I don’t image galaxies all that often. Surprising as it may sound, imaging galaxies is a very different beast than imaging nebula. And some kinds of galaxies, particularly those closer to us, are quite different than imaging more distant galaxies. I’ve tried my hand at imaging more distant galaxies, without all that much luck. At the time, I had very little skill, an issue which I have remedied throughout most of this year. I’ll demonstrate my progress soon here with another image. Andromeda is one of the brightest objects in the sky. It is quite large, spanning an area of sky over three degrees by one degree. To put this size in perspective, the moon covers about half a degree (thirty arcseconds), which means you could fill up the area of Andromeda Galaxy with TWELVE MOONS! That’s BIG! It’s huge, actually.

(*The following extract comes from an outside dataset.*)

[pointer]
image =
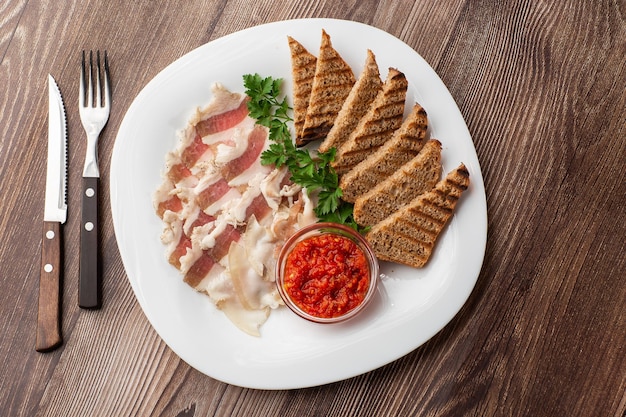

Most people living in urban and suburban areas will never see Andromeda with their naked eye. Pollution from city lights, cars, and all the rest of the extensive amounts of energy we expend at night light up the sky, reflecting off of dust, clouds, and other particulate, blotting out the real sky and reflecting back a dull grayish-orange. For those who live well out of town, in rural areas, you may be able to glimpse Andromeda Galaxy. It sits out in front of Cassiopeia a short ways, in the neighboring constellation Andromeda itself. It’s a “fuzzy”, a dim, irregularly shaped object that often needs a slightly averted eye to see. If you live under exceptionally dark skies…the kind of dark skies you get when you are 100 miles from the nearest populated area, with no artificial light around, spend an hour or so to let your eyes adjust to true darkness, and you should be able to pick out Andromeda, as well as a number of other “fuzzies” in the same general quadrant of sky such as Triangulum Galaxy, the Double Cluster, and a few other globular clusters, with relative ease.
If you examine the image above more closely, you will notice two additional objects besides just the large galaxy itself. The scientific designation of Andromeda is M31, which stands for Messier 31, as it is one of the original night sky objects cataloged by the French astronomer Charles Messier in the years up through 1771. In addition to M31, M32 and M110 also make an appearance. M32 is the small globular structure just above the galactic disc. M32 is thought to be a separate but otherwise closely related entity from Andromeda, a massive globular cluster of stars that is orbiting it’s parent galaxy. M32 is a source of great insight into our own galaxy. It is thought that M32 is similar to our galaxies own Omega Centauri cluster, which in more recent years was reclassified as an object external to the Milky Way, nearly 16,000 light years distant…that is orbiting our home galaxy in a galactic polar orbit.
The other major object in this image is M110. This object is thought to be a companion galaxy to Andromeda, orbiting a couple hundred thousand light years away from it’s parent. M110 also very likely has parallels with our own galaxies neighbors. In our case, we have the Large and Small Magellanic Clouds, which are themselves in proximity and possibly orbiting the Milky Way by a couple hundred thousand light years themselves. Our galaxy, if viewed by an observer in the Andromeda Galaxy, would look very much the same to them as Andromeda does to us…with Omega Centauri appearing as a large globe above the galactic disk, and the SMC & LMC appearing much like M110 does.
From a scientific standpoint, Andromeda itself is a part of our “local group” of galaxies. The local group is about 10 million light years in size, which is itself a part of a galactic cluster hundreds of millions of light years in size, which itself is further a part of a supercluster, which in turn is a part of significantly larger structures in the universe that span billions of light years. Andromeda it about 2.5 million light years distant from the Milky Way, and is larger in overall size. Andromeda has more stars than the Milky Way, yet estimates of it’s overall mass are lower. It is a less dense, year more broadly spread galaxy than the Milky Way. It is thought that both galaxies are the two primaries of our local group, with the Triangulum Galaxy coming in third. M110 along with the LMC and SMC and a handful of other small irregular and elliptic galaxies, make up the next largest constituents, followed by several dozen small dwarf galaxies and objects barely more than faint blobs of light a few million light years away make up the rest. There are over 40 objects in total that make up the local group. Andromeda itself is part of a region packed with over a dozen of these objects, most of which cannot be seen without extremely large telescopes.
Total Integration Time: 3hr 5m
Number of Subs: 74
Flat Frames: 30x
Bias Frames: 200x
Exposure per Sub: 150s ISO 400 f/4.5
Integrated with DeepSkyStacker
Initial processing with PixInsight
Final processing with Photoshop w/ Carboni’s Astronomy Actions
Imaged under Bortle Scale Orange Zone, suburban city light pollution (grayish-orange skies), from my back yard outside of the Denver Metro area.